よく源義経は奥州藤原氏の都・平泉で、当時の当主の泰衡に殺害されたと見せかけて生き延び、海を渡り、やがて「チンギス・ハンとしてモンゴル帝国を築いた!」という伝説がありますが、これは本当なのでしょうか?
今回は義経=チンギス・ハン説を世界遺産マニアが分かりやすく解説。これを読めば、義経=チンギス・ハン説について具体的に理解できること間違いなし!
どうしてそんな伝説が生まれたの?

源義経(1159〜1189年)は、源氏の武将として兄の源頼朝に命じられて平氏を滅ぼしました。しかし、後に頼朝と対立し、奥州藤原氏を頼るも、1189年に藤原泰衡に討たれたとされています。 しかし、「義経は実は生き延び、モンゴルに渡り、チンギス・ハンになった」という説が明治になると登場し、大正時代にはブームとなりました。
もともとは江戸時代中期から義経の生存説は多く唱えられていて、当初は北海道でアイヌの棟梁となったという説から、次第に海を越えて金国(1115〜1234年)へと移住し、やがて子孫が清国(1644〜1912年)を築いたという説になり、明治になると、いよいよチンギス・ハンになったという説へと変化。
誰がそんな説を唱えたの?



江戸時代からさまざまな学者が義経の生存説を唱えていましたが、それらを踏まえて、斬新な学説を唱えたのが、ドイツ人医師・博物学者のシーボルト(1796〜1866年)。彼は日本の歴史や伝説に興味を持ち、世界史と比較しながら、このような結論に至ったのです。その根拠としては…
1、年代の一致
・源義経:1159年生まれ、1189年死亡
・チンギス・ハン:1162年頃生まれ、1189年にチンギス・ハンとして即位、1227年死亡
両者の生きた時代が不思議と一致していて、「もし義経が生き延びていたならば、チンギス・ハンと同じ時代に活躍していたことになる」と考えました。
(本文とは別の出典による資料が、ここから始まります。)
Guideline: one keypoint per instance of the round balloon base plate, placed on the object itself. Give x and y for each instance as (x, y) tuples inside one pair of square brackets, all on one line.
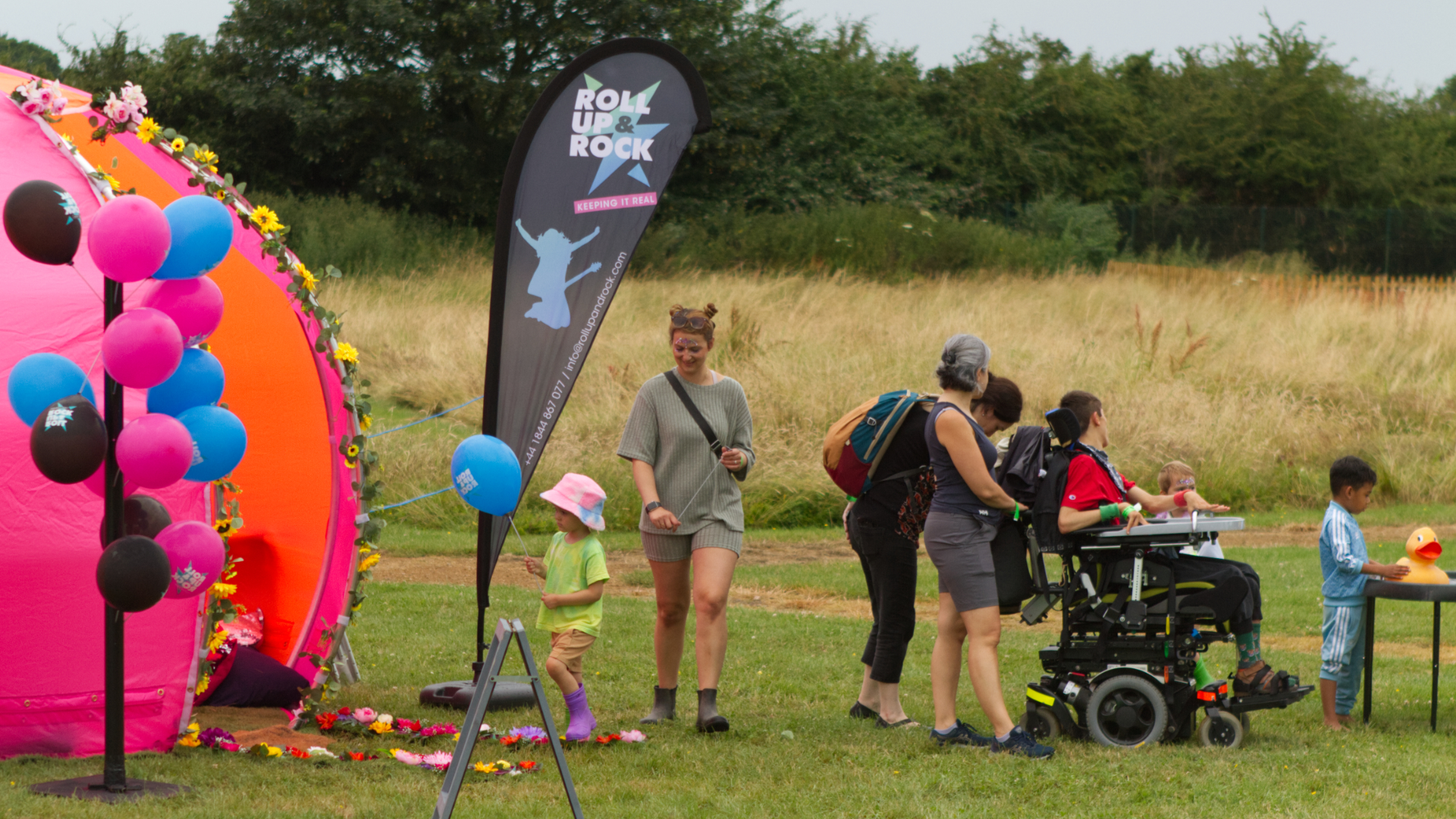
[(93, 787), (506, 697)]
義経は奥州藤原氏によって最終的に討たれたとされるも、遺体が発見されていないことから「実は大陸に逃げたのでは?」とも推測すると違和感はない…というもの。
2、チンギス・ハンのハン(汗)は日本語の「守」が由来?
ハンというのは、騎馬民族の君主に与えられる称号。もともとは部族長は「カガン(可汗)」と名乗っていたのですが、後に「ハン(汗)」となりました。「ハン」が日本で「大守(たいしゅ)」として地方を治めていた長官の「守」にルーツがあるというもの。
3、チンギス・ハンの掲げた旗が白であったこと
歴史書によると、チンギス・ハンは「ハン」として即位した際に白旗を使用したということで、これは源氏のシンボルである白旗と一致しているということから、関係性が見られるというもの。
シーボルト説は否定されるものの…大正時代になるとこの説は大人気に



シーボルトの説は興味深いものの、もちろん根拠に乏しく、当時から学者たちは否定されていました。そもそもチンギス・ハンは、モンゴル高原のボルジギン氏族の出身であり、その生い立ちは中国の歴史書にも詳細に記録されているので出自はしっかりとしている人物でもあります。
しかし、大正時代に小谷部全一郎氏の『成吉思汗ハ源義経也』という本が1920年代に出版されると、ナショナリズムを高揚させる内容もあってからか、批判はされるものの、この説は人気となりました。とはいえ、この小矢部氏は日ユ同祖論(日本人の祖先がユダヤ人であるという説)も展開しているので…割とトンデモ説を平気で唱える人物でもあったのですが、もともと義経の伝承が多い東北や北海道では、ウワサ程度で今でも支持はされています。
とはいえ、戦後はこの説を本気で信じている人はほぼ皆無となり、現在は物語やゲームなどのネタに使われる程度です。
世界遺産マニアの結論と感想
シーボルトの義経=チンギス・ハン説は、いろいろと波紋を呼んだものの、歴史学的には完全に否定されています。そもそも本当にこの説が世界的に支持されているのなら、日本以外でも話題になるはずですが、海外ではほぼ皆無なので、世界的に見れば「日本人が勝手に言っているだけ」の説でしょう。…お話になりません。
しかし、日本の歴史ロマンの一つとして、今も多くの人々の想像力をかき立てるという点では、シーボルトは創作物にインスピレーションを与えてはいるので、その点は大きく貢献をしているのではないでしょうか?
※こちらの内容は、世界遺産マニアの調査によって導き出した考察です。データに関しては媒体によって解釈が異なるので、その点はご了承下さい。